15. We have carefully considered the arguments of the applicants on the question whether the appeal raises arguable grounds. To answer that question, it is important to note that most of the grounds in the memorandum of appeal all point towards the learned Judge’s failure to consider either their joint statement of defence, their submissions or their evidence. Additionally, the grounds simply rehash the orders issued by the trial court, and state that the learned Judge erred by granting them. From a cursory reading of the memorandum of appeal, there is no single ground that would, in our view, be arguable.
16. In view of the foregoing, we are not persuaded that the applicant has raised any arguable grounds in this application. We say no more lest we embarrass the bench that will ultimately pronounce itself on the merits of the appeal.

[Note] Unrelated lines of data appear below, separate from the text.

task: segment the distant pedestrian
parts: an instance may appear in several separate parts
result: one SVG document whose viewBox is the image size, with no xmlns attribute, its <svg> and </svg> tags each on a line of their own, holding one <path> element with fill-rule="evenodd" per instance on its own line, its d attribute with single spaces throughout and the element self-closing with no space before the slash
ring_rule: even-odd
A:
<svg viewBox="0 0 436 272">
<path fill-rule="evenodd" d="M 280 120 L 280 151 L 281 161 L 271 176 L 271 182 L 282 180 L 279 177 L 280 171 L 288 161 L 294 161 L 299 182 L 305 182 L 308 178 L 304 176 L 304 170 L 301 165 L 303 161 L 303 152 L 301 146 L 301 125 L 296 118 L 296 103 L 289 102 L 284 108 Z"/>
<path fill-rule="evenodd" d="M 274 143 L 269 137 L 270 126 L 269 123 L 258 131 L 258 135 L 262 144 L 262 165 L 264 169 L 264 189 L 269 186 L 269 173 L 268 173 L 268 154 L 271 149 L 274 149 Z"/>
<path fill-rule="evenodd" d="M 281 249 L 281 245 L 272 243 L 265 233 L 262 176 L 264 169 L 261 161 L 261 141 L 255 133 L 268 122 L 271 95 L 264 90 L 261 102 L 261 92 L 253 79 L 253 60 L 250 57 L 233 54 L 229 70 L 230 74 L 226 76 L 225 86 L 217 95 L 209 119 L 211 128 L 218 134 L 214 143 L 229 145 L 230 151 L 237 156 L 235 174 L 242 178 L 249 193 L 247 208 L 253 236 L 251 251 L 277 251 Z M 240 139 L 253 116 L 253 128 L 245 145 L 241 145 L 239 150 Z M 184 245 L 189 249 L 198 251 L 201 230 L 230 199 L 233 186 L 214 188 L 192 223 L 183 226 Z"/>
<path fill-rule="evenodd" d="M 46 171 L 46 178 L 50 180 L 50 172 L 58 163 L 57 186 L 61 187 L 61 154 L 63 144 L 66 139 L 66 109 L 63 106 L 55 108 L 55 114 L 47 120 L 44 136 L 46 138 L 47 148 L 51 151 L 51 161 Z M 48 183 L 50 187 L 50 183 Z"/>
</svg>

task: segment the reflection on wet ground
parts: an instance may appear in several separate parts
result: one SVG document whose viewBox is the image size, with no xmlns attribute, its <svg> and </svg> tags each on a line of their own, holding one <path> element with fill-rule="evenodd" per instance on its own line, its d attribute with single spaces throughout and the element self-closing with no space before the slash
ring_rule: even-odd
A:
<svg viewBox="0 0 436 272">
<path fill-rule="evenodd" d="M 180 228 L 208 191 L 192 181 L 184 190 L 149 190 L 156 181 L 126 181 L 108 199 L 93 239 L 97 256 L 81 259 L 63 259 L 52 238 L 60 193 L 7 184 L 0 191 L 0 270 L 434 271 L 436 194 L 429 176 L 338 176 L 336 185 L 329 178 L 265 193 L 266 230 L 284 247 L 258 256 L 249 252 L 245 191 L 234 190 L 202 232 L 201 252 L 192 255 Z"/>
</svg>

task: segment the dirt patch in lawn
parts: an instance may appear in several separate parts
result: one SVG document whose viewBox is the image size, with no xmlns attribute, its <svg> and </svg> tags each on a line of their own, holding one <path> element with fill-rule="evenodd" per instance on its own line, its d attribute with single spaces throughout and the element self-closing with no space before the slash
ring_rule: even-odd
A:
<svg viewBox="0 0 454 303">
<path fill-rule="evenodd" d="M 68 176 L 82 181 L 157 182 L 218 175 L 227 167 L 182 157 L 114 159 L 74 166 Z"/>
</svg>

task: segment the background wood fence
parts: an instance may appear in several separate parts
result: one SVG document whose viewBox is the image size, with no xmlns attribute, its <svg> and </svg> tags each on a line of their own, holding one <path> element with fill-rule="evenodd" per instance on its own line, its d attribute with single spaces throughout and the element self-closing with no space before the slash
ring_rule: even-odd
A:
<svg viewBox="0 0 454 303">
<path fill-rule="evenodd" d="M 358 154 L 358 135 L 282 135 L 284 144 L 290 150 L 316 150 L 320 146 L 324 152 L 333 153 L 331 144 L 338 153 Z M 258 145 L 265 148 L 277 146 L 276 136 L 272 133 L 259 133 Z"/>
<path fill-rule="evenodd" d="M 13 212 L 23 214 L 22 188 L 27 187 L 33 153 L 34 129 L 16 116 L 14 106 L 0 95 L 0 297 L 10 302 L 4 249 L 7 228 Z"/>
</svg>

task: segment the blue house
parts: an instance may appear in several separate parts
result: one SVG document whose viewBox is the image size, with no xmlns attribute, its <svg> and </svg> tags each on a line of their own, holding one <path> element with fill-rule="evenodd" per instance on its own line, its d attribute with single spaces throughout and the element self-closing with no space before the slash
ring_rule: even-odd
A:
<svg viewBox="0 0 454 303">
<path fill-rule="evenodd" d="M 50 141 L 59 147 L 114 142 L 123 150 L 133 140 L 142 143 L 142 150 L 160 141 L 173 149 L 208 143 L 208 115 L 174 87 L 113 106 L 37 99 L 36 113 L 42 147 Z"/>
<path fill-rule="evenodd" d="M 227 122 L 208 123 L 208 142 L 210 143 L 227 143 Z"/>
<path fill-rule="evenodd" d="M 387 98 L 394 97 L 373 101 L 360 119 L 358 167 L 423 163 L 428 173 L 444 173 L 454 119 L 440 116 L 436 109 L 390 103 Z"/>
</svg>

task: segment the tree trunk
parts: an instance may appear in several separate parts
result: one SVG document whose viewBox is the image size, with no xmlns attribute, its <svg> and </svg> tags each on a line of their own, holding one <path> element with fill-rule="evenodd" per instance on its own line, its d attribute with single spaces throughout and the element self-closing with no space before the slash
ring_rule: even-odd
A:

The applicant having failed to satisfy the first limb of the twin principle for grant of orders under rule 5(2) (b), we consider it unnecessary to pronounce ourselves on the 2nd limb.
17. Consequently, the applicants’ notice of motion dated 4th November, 2022 fails and is hereby dismissed with costs to the respondents.
DATED AND DELIVERED AT NAIROBI THIS 23RD DAY OF FEBRUARY, 2024. H. A. OMONDI.................................JUDGE OF APPEALDR. K. I. LAIBUTA.................................JUDGE OF APPEALALI-ARONI.................................JUDGE OF APPEALI certify that this is a true copy of the original.SignedDEPUTY REGISTRAR.